3. several high dollar Zelle transactions were made - subject claims that they were at home with covid and no one had access to her phone

4. she calls bank to cancel transactions, bank refunds money

5. bank investigates and claims face id and her IP address was used and takes refunds back

6. subject takes bank and zelle to court

7. Zelle says: we are just a middleman - not our responsibility

8. bank claims that it can't investigate where the money went because it was instant transferred

9. banks settles for some of the money

Conclusion? If you have to use Zelle or Venmo, attach it to a bank account with limited funds in it.

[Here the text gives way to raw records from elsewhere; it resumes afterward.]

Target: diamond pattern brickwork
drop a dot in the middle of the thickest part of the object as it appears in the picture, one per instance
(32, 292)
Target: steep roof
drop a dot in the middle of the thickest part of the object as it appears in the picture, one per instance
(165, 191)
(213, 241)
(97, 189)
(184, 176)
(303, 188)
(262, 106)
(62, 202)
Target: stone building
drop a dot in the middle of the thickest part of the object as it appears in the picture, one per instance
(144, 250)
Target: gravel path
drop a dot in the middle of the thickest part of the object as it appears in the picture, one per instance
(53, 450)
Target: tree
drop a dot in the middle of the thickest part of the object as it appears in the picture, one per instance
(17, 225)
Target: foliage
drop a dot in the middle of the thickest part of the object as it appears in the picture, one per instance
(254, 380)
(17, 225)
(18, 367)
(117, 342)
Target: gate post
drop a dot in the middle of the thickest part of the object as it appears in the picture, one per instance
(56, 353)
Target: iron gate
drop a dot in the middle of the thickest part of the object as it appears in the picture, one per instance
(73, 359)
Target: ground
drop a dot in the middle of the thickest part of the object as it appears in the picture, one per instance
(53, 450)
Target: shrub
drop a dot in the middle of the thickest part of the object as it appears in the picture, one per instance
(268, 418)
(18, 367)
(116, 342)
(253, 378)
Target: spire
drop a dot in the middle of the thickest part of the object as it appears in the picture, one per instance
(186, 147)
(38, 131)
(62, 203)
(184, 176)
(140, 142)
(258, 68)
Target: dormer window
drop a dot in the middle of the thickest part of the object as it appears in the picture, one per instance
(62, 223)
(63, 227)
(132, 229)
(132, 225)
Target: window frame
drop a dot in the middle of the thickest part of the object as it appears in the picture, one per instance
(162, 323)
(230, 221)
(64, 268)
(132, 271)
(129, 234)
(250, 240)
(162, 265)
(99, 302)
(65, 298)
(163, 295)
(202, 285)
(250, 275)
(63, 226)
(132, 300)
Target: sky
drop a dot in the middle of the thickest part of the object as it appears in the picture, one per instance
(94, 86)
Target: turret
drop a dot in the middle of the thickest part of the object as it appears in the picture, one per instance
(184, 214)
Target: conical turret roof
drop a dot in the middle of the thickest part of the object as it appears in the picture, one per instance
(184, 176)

>8. bank claims that it can't investigate where the money went because it was instant transferred

They really couldn't, or their policies didn't allow handing out information without a subpoena? Given KYC laws, I'm sure that every financial institution involved probably has the records somewhere. As for the policy itself, I'm not so sure whether zelle refusing to hand over recipient information is a bad thing. If I'm selling something on facebook marketplace, I wouldn't want my counterparty to get my dox just because they cried foul. I'd want a judge to examine the request before zelle hands over my info.


Your story sounds possible with one exception, 8 "subject threatens to take bank and zelle to court". There is no universe where bank tells the judge it wont investigate.